The shipping consequences run straight through this. Venezuela’s oil map is being redrawn by policy, and every redrawing is a change in ton-miles. For years, the bulk of Venezuela’s heavy crude sailed the long haul to China, feeding the independent refiners that bought sanctioned barrels at deep discounts. Under the US-backed framework, those same barrels are being turned toward the United States, Europe and the Caribbean. In June, shipments to the United States rose to about 630,000 barrels a day, while flows to India, another discount buyer, fell to roughly 277,000. A barrel that once crossed the Pacific to Shandong now makes a far shorter trip to the US Gulf, which is fewer ton-miles per barrel even as total volume climbs. For the tanker market, the Venezuela reopening is a volume story and a routing story at the same time, and the two pull in opposite directions on vessel demand.
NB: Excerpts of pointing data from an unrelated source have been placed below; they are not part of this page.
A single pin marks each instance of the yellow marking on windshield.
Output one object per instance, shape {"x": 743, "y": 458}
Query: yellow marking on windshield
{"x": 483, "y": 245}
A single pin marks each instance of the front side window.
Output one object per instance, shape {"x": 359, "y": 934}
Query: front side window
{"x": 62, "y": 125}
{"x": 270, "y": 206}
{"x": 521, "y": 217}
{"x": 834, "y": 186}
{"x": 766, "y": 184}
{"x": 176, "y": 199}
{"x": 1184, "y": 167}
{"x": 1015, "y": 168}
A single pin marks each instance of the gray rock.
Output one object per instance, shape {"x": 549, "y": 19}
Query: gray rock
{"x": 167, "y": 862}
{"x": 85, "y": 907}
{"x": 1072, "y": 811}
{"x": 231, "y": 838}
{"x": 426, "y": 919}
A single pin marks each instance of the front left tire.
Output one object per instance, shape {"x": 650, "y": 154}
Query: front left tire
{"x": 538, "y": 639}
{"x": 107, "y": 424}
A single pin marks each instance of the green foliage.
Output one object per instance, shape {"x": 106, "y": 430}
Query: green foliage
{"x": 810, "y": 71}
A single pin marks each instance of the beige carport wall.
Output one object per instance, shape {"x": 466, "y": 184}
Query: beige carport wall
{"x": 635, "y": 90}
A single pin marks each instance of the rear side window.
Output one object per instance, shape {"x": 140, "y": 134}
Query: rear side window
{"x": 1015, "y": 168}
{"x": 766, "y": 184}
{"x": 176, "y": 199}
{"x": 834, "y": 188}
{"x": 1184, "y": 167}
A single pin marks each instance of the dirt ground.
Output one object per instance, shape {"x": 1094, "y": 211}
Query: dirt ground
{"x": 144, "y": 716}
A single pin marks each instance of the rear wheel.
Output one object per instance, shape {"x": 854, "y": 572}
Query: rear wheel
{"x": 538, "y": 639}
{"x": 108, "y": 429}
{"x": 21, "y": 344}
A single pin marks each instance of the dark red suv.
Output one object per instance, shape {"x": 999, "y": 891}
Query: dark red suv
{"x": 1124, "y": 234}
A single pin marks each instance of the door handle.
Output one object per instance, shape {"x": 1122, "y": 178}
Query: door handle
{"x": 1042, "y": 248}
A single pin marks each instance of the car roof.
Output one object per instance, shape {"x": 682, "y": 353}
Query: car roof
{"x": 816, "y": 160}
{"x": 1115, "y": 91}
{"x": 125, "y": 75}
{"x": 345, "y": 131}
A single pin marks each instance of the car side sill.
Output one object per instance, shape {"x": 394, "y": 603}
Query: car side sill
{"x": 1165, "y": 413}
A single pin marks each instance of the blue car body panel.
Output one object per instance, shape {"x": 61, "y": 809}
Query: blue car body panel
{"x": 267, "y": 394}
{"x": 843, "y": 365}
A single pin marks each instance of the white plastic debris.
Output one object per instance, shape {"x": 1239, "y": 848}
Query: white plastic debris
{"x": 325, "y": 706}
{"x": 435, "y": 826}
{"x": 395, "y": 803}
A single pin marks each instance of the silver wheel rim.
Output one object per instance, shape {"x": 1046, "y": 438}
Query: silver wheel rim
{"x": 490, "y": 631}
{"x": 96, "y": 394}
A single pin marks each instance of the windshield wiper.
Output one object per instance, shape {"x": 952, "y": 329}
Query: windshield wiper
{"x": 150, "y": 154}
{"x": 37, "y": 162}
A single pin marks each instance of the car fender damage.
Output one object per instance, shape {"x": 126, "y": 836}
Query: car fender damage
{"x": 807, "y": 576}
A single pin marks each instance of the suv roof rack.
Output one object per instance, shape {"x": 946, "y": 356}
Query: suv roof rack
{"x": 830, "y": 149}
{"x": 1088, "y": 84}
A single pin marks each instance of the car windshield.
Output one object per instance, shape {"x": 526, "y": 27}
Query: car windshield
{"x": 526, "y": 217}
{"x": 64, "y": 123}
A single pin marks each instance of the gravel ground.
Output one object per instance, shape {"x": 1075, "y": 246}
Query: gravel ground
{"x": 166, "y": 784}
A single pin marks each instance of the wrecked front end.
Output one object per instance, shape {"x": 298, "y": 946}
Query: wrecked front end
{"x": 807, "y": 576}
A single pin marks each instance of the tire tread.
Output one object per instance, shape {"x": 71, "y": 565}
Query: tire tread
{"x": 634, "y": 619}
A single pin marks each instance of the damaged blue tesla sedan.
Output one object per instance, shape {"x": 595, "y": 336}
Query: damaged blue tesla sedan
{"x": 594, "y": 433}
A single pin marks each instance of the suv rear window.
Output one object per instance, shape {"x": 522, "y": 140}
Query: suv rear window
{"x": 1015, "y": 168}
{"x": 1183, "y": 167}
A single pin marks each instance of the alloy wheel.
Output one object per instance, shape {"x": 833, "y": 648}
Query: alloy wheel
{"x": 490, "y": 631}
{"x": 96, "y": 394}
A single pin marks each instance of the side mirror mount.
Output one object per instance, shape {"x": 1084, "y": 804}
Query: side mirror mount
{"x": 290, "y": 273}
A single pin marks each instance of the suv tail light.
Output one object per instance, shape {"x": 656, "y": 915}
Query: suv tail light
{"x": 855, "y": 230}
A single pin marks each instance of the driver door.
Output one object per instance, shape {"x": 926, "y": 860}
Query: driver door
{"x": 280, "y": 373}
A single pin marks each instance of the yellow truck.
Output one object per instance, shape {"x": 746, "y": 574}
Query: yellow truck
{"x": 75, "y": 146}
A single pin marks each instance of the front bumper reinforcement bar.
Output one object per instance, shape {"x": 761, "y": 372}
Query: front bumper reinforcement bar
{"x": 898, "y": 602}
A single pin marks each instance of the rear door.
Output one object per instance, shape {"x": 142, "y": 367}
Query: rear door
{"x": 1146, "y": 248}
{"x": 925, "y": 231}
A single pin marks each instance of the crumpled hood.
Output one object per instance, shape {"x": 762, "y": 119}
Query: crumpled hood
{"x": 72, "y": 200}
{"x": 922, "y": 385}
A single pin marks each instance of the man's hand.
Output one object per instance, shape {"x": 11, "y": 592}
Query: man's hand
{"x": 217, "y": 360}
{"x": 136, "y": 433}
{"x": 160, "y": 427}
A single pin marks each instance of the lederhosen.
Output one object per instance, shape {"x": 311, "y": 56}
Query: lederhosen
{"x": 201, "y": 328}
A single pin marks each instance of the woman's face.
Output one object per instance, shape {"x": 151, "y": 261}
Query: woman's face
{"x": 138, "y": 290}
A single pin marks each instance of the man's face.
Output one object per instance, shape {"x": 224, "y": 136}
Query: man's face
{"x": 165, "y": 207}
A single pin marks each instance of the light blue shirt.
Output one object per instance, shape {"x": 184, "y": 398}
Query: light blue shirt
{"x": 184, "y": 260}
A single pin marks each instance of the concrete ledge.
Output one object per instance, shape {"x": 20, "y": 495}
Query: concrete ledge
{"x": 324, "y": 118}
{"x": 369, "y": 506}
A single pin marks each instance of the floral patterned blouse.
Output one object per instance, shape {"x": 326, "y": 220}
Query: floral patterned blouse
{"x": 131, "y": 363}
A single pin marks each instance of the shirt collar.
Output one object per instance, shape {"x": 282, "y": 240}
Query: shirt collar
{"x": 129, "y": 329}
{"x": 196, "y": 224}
There is also a discount worth watching, because it is where the money is made and lost. When the licensed trade began, Venezuelan crude was moving at around $30 a barrel below the Brent benchmark. As the framework matured and buyers competed, that discount narrowed toward $15, with Brent near $63, meaning Venezuela was receiving roughly $48 a barrel rather than the $33 it collected under the deepest sanctions. Every dollar the discount narrows is a dollar that shifts from the trader’s margin and the refiner’s bargain toward the Venezuelan state and its American-backed reconstruction. A trader with an office in Caracas is positioned on the right side of that shift, close to the barrels, close to the counterparty, and close to the licenses that decide who gets to lift them.
None of this erases the risk, and the honest version of the story keeps it in view. Venezuela’s production recovery is real but fragile, its export terminals saw minor delays from two earthquakes in June, and the entire framework rests on a political settlement that is months old and could reverse. A trading house opening an office is a bet that the reopening holds, that the licenses keep coming, and that being physically present when Venezuela’s output climbs will pay off. It is a calculated, cycle-aware bet by firms that make their living reading exactly these situations. But it is a bet, and the same Washington that wrote the licenses can rescind them.
What is not in doubt is the shift in who controls the barrels. For a century, the story of an oil nation’s revival was written by the majors: the Exxons and Chevrons that drilled the fields, built the terminals and marketed the crude. In Venezuela, in 2026, that story is being co-written by the traders, and increasingly led by them. Vitol and Trafigura already move nearly two-thirds of the country’s oil. Now Vitol is hiring the majors’ own people and opening its own office to run the trade from the inside. The question that hangs over the whole reopening, and the one that should concern every major, every charterer and every sanctions officer watching this unfold, is below: if the trading houses are not waiting for the oil majors to rebuild Venezuela, and are instead building their own position inside it, who actually ends up controlling the largest proven oil reserves in the world?